21
21を観ました。邦題は「ラスベガスをぶっつぶせ」
MITの学生がラスベガスのカジノでブラックジャックでカウンティングというイカサマで大もうけとしたという実話本を映画化した作品。
実話本が出版されたのが1990年代なので話は80年代後半くらいだと思われます。でも映画では中途半端に現代の話にしてしまっているので妙な不整合が目立ちます。
空港は国内線でも厳重なセキュリティチェック、これは舞台設定が911以降であることを示しますが、その割にはロボットコンテストで8KバイトのROMと16KバイトのROMを取り違えたとかトンチンカンなこといってます。しかもパーツの調達に5日もかかるとか、どう考えても1980年代の会話です。
いくら小規模システムといっても21世紀に8Kバイトとかありえないし、電子デバイスだってDigi-Key使えば即入手可能。
また、数学の教授が学生イカサマ団の元締めなのですが、こいつの授業もなんかいい加減。どこが非線形微分方程式の話なんだか? 実は数学史の授業だったというならまだ納得できるのですが。まったくなってない。
ブラックジャックというギャンブルは、ディーラーはルールに従って機械的にカードを扱うだけなので、プレイヤーとディーラーの心理戦という要素はまったくありません。間違いなく言えることはカイジの題材になることはありえない、純粋に自分の天運に賭けるギャンブルなわけです。
しかし、カウンティングというイカサマを使うと勝つ確率を上げることができます。ディーラーが使うカードが入った箱の残り枚数が減ってくるとプレイヤーの勝率は初期値より変動してきます。ディーラーが過去に出したカードを覚えておくことにより、変動したプレイヤーの勝率を正確につかむことができ、期待値か1を超えたテーブルでのみ勝負をすれば長期的には確実に勝てるわけです。
つまり
1. カード残り枚数が少ない
2. たまたまプレーヤー側が有利となった状況
という2条件が揃ったテーブルでしかプレイしなければいいわけです。
これを探すために多数の監視役を必要とするわけですが、ここらの説明はつまらないせいか劇中ではくわとく説明されません。

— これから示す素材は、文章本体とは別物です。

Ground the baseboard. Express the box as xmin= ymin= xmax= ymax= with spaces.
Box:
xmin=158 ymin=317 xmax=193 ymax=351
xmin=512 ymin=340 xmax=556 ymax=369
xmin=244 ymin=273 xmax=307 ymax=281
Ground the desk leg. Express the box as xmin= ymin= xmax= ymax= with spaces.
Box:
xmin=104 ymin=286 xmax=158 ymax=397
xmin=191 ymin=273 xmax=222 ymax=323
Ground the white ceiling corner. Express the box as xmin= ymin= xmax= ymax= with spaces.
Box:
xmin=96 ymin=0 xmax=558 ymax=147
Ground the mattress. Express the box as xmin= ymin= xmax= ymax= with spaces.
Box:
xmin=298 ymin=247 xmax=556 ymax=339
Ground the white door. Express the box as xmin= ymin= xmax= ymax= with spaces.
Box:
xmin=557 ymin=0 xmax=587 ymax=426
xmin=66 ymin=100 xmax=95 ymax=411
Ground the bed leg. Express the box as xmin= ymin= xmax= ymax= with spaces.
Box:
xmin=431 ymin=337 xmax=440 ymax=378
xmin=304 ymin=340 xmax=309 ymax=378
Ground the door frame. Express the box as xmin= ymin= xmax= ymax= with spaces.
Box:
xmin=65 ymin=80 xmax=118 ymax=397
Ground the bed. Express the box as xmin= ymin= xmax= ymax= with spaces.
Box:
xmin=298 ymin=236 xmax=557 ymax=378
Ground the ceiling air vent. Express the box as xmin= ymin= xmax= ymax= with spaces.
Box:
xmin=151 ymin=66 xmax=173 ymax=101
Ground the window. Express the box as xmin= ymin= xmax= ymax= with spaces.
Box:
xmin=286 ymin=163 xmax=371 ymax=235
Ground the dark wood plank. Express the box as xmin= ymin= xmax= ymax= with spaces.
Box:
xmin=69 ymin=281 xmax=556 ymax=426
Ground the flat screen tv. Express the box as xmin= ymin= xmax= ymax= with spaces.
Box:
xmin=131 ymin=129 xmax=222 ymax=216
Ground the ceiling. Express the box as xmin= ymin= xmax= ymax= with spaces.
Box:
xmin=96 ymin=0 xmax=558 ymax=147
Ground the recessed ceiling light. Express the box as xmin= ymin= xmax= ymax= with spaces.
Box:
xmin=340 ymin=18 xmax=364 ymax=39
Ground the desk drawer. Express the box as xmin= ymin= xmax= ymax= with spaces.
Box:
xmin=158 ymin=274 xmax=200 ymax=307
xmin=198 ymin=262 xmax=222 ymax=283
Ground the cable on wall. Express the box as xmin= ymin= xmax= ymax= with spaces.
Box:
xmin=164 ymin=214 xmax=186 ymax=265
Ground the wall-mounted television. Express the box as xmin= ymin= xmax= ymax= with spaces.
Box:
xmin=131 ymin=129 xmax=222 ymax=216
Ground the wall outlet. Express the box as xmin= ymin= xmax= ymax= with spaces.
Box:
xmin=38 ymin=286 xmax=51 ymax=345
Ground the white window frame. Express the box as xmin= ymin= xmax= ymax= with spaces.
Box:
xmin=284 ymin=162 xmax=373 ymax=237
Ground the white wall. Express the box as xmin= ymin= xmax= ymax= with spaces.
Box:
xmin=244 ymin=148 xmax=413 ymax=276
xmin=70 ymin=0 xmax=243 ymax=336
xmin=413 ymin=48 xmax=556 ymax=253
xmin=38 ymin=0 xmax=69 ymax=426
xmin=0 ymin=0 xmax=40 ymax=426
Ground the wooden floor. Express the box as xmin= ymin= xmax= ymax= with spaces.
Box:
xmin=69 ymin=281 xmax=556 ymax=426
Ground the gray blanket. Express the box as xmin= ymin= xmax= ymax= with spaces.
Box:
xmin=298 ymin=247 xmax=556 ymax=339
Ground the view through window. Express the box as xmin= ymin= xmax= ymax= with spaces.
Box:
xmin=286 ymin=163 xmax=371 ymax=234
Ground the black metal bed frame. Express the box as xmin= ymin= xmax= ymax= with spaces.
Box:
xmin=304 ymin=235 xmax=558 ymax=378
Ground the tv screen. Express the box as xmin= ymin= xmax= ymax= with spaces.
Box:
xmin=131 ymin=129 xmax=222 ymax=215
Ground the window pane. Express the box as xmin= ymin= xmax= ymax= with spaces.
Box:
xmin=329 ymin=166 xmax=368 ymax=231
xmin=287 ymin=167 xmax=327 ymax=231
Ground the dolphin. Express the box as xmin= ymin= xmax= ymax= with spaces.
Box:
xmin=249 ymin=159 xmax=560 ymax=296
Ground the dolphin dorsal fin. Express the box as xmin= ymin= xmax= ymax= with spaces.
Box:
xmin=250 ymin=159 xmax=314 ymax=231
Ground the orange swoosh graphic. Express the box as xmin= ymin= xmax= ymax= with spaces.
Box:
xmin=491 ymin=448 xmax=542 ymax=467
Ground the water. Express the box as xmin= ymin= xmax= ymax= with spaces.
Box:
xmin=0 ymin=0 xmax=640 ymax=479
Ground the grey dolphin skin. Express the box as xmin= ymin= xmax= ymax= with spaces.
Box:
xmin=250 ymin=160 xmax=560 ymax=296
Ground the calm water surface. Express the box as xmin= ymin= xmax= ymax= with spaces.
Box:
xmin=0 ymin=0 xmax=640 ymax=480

主人公達はゲームの面白さにのめりこんでいくという描写がされていますが、実際はツラいと思います。だってコレ作業を続けるだけ、PGでの不毛な経験値稼ぎ作業のようなものだから、退屈でシンドいはずです。
その分、仕事後のバカ騒ぎは楽しいだろうと思います。
時代考証のちぐはぐな感じがこそばゆいが、東海岸での灰色の生活と西海岸の極彩色の生活の対比が面白い映画です。
50年後くらいにこの映画を観たら、2008年の技術レベルを誤解するだろうな。